Psalm 24 exemplifies Boulanger’s unique compositional voice in its modal inflection, colorful instrumentation, and special attention to text setting. The piece begins with a stirring brass fanfare in stacked open fifths that could be straight out of a Biblical epic. The tenors and basses make a declamatory pronouncement of God’s dominion over the Earth, accenting practically every word for maximum textual clarity. A more monastic section follows as the lower voices sing a mostly unison, chant-like melody with quiet support from the organ. This paves the way for a brief lyrical tenor solo accompanied by muted horns and harp. The upper voices enter at last in a return to the character of the opening fanfare. The harmonies become richer, and the rhythmic ostinato in the brass and the organ propel the piece across the finish line in a thrilling accelerando.
Jake Runestad (b. 1986)
Earth Symphony
Scored for: two flutes including piccolo, two oboes including English Horn, two clarinets, two bassoons, four French horns, two trumpets, three trombones, tuba, timpani, percussion, harp, piano, strings, and chorus
Performance time: 33 minutes
First Grant Park Orchestra performance
Hailed as a “choral rockstar” by American Public Media, Jake Runestad (b. 1986) is in high demand as a composer and conductor, working with leading choral and instrumental ensembles across the United States and Europe. Runestad was commissioned to write Earth Symphony in 2021 by True Concord Voices and Orchestra of Tucson, Arizona. For the text, Runestad turned to poet, librettist, public artist, and film producer Todd Boss, marking the creative duo’s ninth professional collaboration.

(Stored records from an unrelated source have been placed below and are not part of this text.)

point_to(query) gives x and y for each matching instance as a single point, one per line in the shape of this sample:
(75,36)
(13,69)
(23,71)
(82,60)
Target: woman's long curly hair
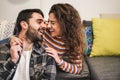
(71,27)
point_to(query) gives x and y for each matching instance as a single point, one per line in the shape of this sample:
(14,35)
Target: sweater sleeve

Earth Symphony is a choral symphony in five movements. Given the scope of symphonic form, Runestad wanted to pick a consequential topic: “one of relevance and power, drawn from our beautiful and complex human experiences,” he writes in his program note. Runestad and Boss came up with the idea of telling a story from the perspective of Mother Earth as she charts humankind’s evolution, their eventual demise through her destruction, and her eventual recovery in their absence. Runestad hopes this personalized angle forces us to confront our role in the climate crisis. “By anthropomorphizing Earth herself,” Runestad writes, “Earth Symphony enables entry into our own ecological shame, guilt, responsibility, potential, and redemption, all from a wide-angled, time-telescoped lens, thereby asking our most immediately pressing environmental questions in an entirely new way.”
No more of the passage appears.